It follows that $x^5-x+3$ factors over $\mathbb{F}_5$ as the product of irreducible polynomials with degree $\geq 3$ and the conclusion is the same as before: $x^5-x+3$ is irreducible over $\mathbb{F}_5$, hence it is irreducible over $\mathbb{Q}$.

Answer 2

So Gauss' lemma states that irreducibility over $\mathbb{Z}$ implies irreducibility over $\mathbb{Q}$; so it suffices to show that $f = x^5 -6x + 3$ is irreducible over $\mathbb{Z}$. Now irreducibility in $\mathbb{F}_{p}$ (provided that $p$ does not divide the leading coefficient of $f$) implies irreducibility over $\mathbb{Z}$. So if $f$ was reducible, what are the possible factorizations?

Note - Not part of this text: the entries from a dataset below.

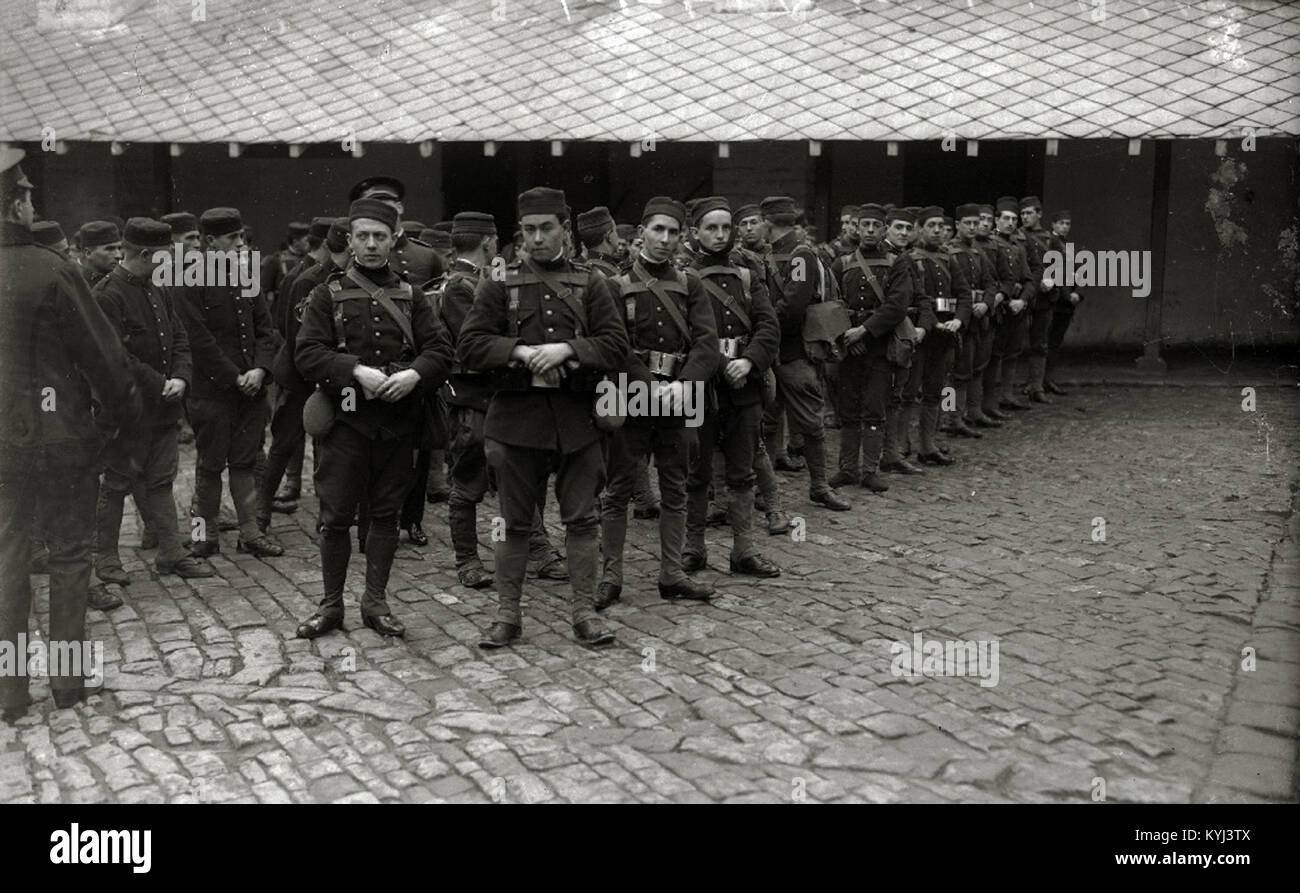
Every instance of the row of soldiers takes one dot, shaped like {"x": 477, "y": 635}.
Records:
{"x": 389, "y": 349}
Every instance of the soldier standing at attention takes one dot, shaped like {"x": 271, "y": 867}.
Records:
{"x": 53, "y": 339}
{"x": 233, "y": 346}
{"x": 371, "y": 342}
{"x": 674, "y": 346}
{"x": 749, "y": 338}
{"x": 555, "y": 323}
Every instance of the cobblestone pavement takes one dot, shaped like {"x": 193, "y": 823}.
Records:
{"x": 1119, "y": 662}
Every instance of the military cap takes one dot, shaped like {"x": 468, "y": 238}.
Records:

Well since $\mathbb{F}_{5}[x]$ admits unique factorization, there are the following options:

1. $f$ is the product of 5 linear factors.
2. $f$ is the product of 3 linear factors and an irreducible quadratic
3. $f$ is the product of 2 linear factors and an irreducible cubic.
4. $f$ is the product of a single linear factor and an irreducible quartic.
5. $f$ is the product of a single linear factor and two irreducible quadratics.
6. $f$ is the product of a single irreducible quadratic and a single irreducible cubic.

Checking that $f$ has no root in $\mathbb{F}_{5}$ rules out options 1-5. Now since $\mathbb{F}_{25}$ is the splitting field extension for all quadratics over $\mathbb{F}_{5}$, if $f$ possessed an irreducible quadratic in its factorization then $f$ would have a root in $\mathbb{F}_{25}$.